While more brands are targeting the fitness market, some new entrants, such as Shloer, aim to profit from other segments, such as alcohol abstainers and pregnant women.

“Shloer is positioned as a sophisticated alcohol alternative and is ideal for social and special occasions, such as baby showers and weddings,” says Amanda Graham, marketing director at U.K.-based SHS Group.

The company wants to replicate the success of its Bottlegreen brand here, which has enjoyed a 10% increase in sales in the last year, while its cordial range jumped by 42%. Tree of Life is handling SHS Group brands in Canada.

Squeezed by increasing competition on store shelves, brands are vying for consumers’ eyes through innovative packaging and design. Sparkling Ice, for example, comes in a fashionable “sleek and portable” bottle.

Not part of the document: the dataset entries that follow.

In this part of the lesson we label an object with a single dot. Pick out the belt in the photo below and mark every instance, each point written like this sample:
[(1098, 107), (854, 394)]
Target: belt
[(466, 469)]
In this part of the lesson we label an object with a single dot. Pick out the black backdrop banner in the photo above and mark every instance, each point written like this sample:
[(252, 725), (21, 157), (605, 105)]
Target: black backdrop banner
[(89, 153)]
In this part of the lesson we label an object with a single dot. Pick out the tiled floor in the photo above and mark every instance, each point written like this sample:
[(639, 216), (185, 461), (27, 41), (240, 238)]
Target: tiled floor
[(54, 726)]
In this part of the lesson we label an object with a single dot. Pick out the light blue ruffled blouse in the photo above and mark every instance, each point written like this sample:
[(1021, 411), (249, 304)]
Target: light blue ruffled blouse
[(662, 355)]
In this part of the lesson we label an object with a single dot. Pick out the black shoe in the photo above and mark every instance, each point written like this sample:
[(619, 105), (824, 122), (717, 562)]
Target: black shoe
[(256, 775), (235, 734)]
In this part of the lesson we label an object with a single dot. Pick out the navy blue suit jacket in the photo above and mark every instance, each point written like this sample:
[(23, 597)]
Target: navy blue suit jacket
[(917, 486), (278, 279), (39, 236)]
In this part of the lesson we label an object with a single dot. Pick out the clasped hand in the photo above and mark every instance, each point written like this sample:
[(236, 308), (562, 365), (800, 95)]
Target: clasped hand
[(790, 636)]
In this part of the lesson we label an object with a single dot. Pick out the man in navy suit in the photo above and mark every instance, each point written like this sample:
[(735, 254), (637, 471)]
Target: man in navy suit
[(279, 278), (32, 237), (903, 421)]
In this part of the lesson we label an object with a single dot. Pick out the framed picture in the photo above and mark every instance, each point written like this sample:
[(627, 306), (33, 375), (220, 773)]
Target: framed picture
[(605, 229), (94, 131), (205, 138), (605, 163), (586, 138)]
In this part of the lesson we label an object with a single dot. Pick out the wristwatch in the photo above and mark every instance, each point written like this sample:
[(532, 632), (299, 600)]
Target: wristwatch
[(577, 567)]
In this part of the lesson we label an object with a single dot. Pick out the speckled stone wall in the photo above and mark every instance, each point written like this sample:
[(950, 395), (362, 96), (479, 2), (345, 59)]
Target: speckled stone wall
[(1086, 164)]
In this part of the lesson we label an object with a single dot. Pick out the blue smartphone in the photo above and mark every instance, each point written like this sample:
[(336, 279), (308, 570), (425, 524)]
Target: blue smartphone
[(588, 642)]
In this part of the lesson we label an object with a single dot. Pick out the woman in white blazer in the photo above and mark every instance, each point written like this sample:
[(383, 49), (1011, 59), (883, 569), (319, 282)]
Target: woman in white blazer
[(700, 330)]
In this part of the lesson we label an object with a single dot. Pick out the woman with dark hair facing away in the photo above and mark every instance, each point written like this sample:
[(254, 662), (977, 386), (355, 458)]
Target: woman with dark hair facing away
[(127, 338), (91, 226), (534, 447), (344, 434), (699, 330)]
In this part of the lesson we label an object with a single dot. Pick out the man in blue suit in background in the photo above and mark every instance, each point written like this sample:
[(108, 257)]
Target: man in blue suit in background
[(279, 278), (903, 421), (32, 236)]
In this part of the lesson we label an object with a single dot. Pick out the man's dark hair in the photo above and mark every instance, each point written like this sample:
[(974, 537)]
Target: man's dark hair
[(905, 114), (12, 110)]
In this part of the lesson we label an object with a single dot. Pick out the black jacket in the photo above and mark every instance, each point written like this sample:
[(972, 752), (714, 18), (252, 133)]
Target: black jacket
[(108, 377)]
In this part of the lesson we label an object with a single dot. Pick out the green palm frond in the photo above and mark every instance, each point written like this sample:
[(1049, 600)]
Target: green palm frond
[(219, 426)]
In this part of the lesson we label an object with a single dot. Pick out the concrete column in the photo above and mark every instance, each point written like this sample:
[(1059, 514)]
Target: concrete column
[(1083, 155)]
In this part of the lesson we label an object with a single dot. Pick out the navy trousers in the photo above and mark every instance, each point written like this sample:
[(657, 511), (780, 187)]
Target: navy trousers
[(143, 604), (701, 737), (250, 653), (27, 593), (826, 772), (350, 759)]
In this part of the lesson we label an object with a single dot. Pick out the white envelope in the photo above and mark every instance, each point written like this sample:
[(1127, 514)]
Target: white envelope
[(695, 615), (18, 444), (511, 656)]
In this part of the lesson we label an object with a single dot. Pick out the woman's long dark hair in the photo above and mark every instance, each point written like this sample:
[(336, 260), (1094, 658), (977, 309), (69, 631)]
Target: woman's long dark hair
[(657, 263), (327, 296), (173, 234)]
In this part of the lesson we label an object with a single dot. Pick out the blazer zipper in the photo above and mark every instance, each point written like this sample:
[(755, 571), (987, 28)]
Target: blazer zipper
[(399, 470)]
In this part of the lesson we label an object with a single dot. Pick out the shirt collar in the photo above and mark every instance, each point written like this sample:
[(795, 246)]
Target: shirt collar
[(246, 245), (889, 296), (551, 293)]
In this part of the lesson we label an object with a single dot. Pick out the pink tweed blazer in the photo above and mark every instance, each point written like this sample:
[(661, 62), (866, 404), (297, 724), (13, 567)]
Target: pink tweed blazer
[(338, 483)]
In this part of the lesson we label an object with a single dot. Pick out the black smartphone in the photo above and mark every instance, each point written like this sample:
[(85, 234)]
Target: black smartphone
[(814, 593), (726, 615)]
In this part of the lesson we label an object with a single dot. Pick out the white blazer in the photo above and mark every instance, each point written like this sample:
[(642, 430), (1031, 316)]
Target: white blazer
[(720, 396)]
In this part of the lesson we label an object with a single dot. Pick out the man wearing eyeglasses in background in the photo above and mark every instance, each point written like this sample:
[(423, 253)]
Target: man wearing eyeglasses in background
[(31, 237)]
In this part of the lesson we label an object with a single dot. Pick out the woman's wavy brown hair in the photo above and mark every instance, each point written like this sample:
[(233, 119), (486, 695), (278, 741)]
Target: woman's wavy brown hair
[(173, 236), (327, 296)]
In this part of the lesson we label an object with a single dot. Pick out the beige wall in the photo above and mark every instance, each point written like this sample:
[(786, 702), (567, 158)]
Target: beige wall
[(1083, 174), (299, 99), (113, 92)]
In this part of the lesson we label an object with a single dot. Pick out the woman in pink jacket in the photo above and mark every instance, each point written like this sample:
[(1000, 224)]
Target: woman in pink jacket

Distributed in Canada by Sun-Rype Products, the flavoured water was an immediate hit in the U.S. upon launch in 2012.

First-year sales reached US$122 million, making it one of the Top 10 launches that year, according to research firm IRI. Sun-Rype’s Warren Sarafinchan hopes Sparkling Ice “reaches the same potential in Canada.”

Another marketing driver is sustainability. Almost 80% of Canadians say it is important to recycle and not drink out of new, “first-use” plastic bottles, according to a survey by Flow water.

Billed as Canada’s first “social” water company, Flow is sold in Tetra Paks. Seventy per cent of its packaging comes from a renewable source.

“Consumers are seeking natural products that have not been commercially treated, and they are becoming savvy to the fact that there are differences between waters and water brand offerings,” says Flow’s CEO, Nicholas Reichenbach.

Locally sourced water, Reichenbach adds, is also high on consumers’ agendas when buying. Flow’s water comes from a spring on Reichenbach’s family land, in Mildmay, Ont.

For retailers, the message is clear: having a diverse range of waters satisfies different consumer buying motivations. As Ipsos noted in its Five report, flat bottled water consumption is driven by a need for convenience and portability. Sparkling water purchases, are more often motivated by craving, taste and relaxation.